"By Jove!" said I.
Leonard laughed, threw one gaitered leg over the other and held up his hands at her.
"Oh, you feminine person!" He smiled at me. "I told my dear old mother as a dead and solemn secret."
"But it will be gazetted in a few days, dear."
"One can never be absolutely sure of these things until they're in black and white. A pretty ass I'd look if there was a hitch—say through some fool of a copying clerk—and I didn't get it after all. It's only dear, silly understanding things like mothers that would understand. Other people wouldn't. Don't you think I'm right, Meredyth?"
Of course he was. I have known, in my time, of many disappointments.

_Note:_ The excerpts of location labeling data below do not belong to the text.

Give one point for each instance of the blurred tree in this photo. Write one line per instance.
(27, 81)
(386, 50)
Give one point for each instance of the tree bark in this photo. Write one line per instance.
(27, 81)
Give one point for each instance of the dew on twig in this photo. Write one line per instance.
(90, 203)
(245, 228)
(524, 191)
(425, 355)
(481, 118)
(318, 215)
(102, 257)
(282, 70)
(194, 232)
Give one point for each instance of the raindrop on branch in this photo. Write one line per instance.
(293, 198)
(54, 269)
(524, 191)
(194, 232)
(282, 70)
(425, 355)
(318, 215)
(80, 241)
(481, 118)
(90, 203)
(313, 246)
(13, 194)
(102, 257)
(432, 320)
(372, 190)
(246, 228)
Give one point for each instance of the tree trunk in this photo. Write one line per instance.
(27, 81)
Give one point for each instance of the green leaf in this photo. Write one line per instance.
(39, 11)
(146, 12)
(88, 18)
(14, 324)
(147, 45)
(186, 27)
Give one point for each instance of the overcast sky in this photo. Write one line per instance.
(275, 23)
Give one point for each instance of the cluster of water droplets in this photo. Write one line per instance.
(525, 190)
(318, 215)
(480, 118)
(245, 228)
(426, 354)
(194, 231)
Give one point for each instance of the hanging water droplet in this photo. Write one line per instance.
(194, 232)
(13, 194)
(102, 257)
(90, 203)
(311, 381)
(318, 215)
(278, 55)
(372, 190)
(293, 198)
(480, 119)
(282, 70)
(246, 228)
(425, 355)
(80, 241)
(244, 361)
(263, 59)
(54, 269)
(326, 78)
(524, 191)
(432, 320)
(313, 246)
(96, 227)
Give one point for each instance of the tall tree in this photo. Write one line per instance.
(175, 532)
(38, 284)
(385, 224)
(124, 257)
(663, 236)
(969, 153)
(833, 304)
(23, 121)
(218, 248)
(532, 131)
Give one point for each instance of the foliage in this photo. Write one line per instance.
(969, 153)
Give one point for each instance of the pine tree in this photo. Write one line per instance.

It is not every recommendation for honours that becomes effective. I congratulated him, however, and swore to secrecy.
"It's all luck," said he. "Just because a man happens to be spotted. If my regiment got its deserts, every Jack man would walk about in a suit of armour made of Victoria Crosses. Give me some more tea, mother."
"The thing I shall never understand, dear," she said, artlessly, looking up at him, while she handed him his cup, "is when you see a lot of murderous Germans rushing at you with guns and shells and bayonets, how you are not afraid."
He threw back his head and laughed in his debonair fashion; but I watched him narrowly and I saw the corners of his mouth twitch for the infinitesimal fraction of a second.
"Oh, sometimes we're in an awful funk, I assure you," he replied gaily. "Ask Meredyth."